OF THE SOUTH AFRICAN BRAAI AND HOT WHEELS
“Come by at 2 p.m. with a piece of meat; we’ll sort out the rest.” I could hardly wait to observe the African animal world from the grill-side. I rang the bell right on time. The lady of the house greeted me with the unusual welcome, “You are a bit early!” It would seem that according to South African grill rules, 2 p.m. really means late afternoon: apart from my host’s son, the rest of the guests arrived one after another from about 4 p.m. And the meat I had taken for the grill – a delicate turkey breast – was also not quite what my hostess had expected.
She sheepishly thanked me and disappeared into the kitchen with it. In South Africa, turkey comes under the category of salad. And that’s not something you can barbecue. So instead of the hot coals, my grill offering landed in the frying pan and appeared later with the various side dishes guests had brought for the salad buffet.
To replace my schnitzel, I was offered a spiral of rolled sausage made from antelope meat. “It is a typical speciality in our country known as Burenwurst,” my host explained proudly, “and it tastes great spiced with coriander, nutmeg and cloves.”

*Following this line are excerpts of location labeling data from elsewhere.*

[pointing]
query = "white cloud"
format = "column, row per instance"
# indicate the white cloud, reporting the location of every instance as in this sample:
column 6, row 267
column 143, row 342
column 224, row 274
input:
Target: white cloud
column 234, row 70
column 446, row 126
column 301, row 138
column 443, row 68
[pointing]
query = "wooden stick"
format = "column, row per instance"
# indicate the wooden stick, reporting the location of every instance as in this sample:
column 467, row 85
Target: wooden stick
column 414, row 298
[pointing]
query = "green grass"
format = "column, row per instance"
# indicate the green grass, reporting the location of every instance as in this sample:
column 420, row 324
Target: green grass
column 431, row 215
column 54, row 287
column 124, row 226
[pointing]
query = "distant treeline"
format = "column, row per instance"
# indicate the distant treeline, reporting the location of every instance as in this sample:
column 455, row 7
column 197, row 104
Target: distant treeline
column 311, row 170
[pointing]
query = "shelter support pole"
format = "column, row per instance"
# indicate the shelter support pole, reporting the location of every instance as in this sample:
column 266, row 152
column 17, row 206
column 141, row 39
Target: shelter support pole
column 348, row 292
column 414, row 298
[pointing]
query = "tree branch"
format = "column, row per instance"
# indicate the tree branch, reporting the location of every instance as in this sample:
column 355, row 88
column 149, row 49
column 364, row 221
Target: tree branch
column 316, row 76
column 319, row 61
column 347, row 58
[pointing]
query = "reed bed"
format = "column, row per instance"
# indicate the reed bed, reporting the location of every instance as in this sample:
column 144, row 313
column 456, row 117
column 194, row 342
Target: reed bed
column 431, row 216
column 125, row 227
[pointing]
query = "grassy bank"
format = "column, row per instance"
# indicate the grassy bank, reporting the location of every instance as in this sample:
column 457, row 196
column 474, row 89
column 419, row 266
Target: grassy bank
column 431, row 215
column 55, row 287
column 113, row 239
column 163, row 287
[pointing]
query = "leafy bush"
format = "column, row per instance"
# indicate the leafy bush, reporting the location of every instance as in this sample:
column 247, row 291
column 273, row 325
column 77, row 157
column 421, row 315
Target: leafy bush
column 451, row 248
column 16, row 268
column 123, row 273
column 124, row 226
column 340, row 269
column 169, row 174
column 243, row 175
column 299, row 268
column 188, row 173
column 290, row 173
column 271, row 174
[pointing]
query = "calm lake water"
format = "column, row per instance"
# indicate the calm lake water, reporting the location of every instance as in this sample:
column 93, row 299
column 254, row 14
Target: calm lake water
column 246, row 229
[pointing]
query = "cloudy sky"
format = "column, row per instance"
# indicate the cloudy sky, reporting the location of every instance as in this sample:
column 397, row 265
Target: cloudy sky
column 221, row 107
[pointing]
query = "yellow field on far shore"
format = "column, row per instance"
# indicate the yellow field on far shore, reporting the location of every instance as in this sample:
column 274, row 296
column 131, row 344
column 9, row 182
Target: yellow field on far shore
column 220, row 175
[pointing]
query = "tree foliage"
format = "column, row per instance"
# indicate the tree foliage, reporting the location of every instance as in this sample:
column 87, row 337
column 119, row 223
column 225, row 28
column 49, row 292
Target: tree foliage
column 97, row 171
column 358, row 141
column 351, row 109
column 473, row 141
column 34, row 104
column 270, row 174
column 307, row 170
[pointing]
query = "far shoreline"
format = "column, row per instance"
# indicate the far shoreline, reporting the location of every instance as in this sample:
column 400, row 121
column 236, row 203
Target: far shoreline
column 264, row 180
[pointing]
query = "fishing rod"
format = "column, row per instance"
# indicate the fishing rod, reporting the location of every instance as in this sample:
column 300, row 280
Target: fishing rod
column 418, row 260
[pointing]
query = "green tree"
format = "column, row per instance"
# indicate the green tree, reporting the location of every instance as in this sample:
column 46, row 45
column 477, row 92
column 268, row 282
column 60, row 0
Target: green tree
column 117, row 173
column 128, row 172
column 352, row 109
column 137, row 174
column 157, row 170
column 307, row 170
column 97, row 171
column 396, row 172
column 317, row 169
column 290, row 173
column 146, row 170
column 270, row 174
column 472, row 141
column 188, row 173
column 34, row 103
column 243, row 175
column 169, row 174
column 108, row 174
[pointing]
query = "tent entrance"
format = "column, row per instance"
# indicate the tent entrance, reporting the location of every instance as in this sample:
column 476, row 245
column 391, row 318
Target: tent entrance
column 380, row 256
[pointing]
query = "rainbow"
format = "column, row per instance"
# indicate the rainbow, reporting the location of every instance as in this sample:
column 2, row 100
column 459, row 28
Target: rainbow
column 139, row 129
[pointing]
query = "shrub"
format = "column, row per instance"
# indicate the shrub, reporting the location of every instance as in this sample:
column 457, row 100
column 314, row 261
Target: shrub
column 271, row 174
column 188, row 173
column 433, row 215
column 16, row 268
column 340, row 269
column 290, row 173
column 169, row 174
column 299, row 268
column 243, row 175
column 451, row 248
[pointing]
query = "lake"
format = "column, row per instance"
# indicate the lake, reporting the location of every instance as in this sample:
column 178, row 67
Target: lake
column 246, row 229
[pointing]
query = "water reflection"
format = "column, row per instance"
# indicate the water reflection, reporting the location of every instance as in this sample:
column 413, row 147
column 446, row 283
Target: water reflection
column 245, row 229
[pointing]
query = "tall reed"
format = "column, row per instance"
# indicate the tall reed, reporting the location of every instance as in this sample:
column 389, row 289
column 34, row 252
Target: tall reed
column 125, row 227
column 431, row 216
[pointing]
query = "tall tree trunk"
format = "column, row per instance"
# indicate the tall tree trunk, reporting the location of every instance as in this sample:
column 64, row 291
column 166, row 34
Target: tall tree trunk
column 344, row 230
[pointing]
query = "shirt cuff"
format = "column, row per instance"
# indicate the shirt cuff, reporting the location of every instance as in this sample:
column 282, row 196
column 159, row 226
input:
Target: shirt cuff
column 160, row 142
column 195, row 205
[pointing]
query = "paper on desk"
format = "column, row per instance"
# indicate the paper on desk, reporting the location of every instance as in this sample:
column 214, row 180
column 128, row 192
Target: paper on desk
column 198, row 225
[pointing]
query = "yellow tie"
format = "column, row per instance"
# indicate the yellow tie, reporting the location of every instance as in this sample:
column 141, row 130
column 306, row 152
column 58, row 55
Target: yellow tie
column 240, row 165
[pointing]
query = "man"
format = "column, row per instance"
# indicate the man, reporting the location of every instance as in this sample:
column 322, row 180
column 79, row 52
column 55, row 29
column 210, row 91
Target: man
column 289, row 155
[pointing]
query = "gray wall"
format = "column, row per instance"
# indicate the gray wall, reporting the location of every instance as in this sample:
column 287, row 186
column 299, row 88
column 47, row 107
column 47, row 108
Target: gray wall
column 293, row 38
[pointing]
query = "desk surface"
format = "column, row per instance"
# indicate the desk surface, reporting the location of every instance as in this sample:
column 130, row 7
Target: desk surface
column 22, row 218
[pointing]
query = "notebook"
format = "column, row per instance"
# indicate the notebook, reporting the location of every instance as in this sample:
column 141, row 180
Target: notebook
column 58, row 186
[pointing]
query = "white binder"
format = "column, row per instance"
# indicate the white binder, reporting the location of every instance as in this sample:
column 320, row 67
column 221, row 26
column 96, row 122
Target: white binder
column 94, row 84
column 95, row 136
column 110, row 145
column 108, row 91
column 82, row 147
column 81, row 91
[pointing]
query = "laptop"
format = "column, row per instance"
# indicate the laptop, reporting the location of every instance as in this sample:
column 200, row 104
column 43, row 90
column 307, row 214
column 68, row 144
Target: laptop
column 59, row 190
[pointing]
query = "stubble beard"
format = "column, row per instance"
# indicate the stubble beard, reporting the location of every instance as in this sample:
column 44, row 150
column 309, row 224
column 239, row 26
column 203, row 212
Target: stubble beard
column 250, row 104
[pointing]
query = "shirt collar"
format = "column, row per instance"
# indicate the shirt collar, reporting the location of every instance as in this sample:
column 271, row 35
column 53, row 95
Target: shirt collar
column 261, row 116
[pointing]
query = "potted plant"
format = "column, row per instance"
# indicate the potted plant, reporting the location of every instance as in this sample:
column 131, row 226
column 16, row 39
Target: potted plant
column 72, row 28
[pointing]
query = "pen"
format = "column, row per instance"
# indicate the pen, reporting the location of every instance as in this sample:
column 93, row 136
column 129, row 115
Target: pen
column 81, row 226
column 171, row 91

Much more confusing to me that the rolled up Burenwurst – that could definitely be straightened out – was the lack of any grill. There was no fire in sight. How could there be a Braai without a flame? The word “barbecue” is, incidentally, taboo in South Africa. It’s the most hallowed of all grills that is celebrated here – the Braai! Purchasing charcoal goes against the high art form of the Braai. Instead, the fire is tended lovingly for hours over a cool beer until the wood becomes charcoal at just the right temperature. And the meat can only cook slowly. But it needs to be the right meat: red in colour and at least a kilogram in weight! Where I come from, everyone nervously dances round the grill, but the roles are clearly marked at the Braai – and in the hands of the men. Everyone can say what they think. But only one person can put their hand to it and turn the precious pieces of meat – the Braai Master. But where was the Braai Master, in this case the host’s son? And the grill? It was slowly becoming dark and no-one seemed perturbed. Until I suddenly heard the sound of a loud horn and everyone hastily grabbed their meat! The Braai Master raced round the corner in his stylish jeep, leaving a thick cloud of smoke in his wake. I couldn’t believe my eyes as I looked at the truck bed: there it was – our Braai!
The coals burned in fiery red perfection. The grill was ready and just had to be carried to the garden. I had to hand it to him – our Braai Master had made a blistering entrance in his hot wheels!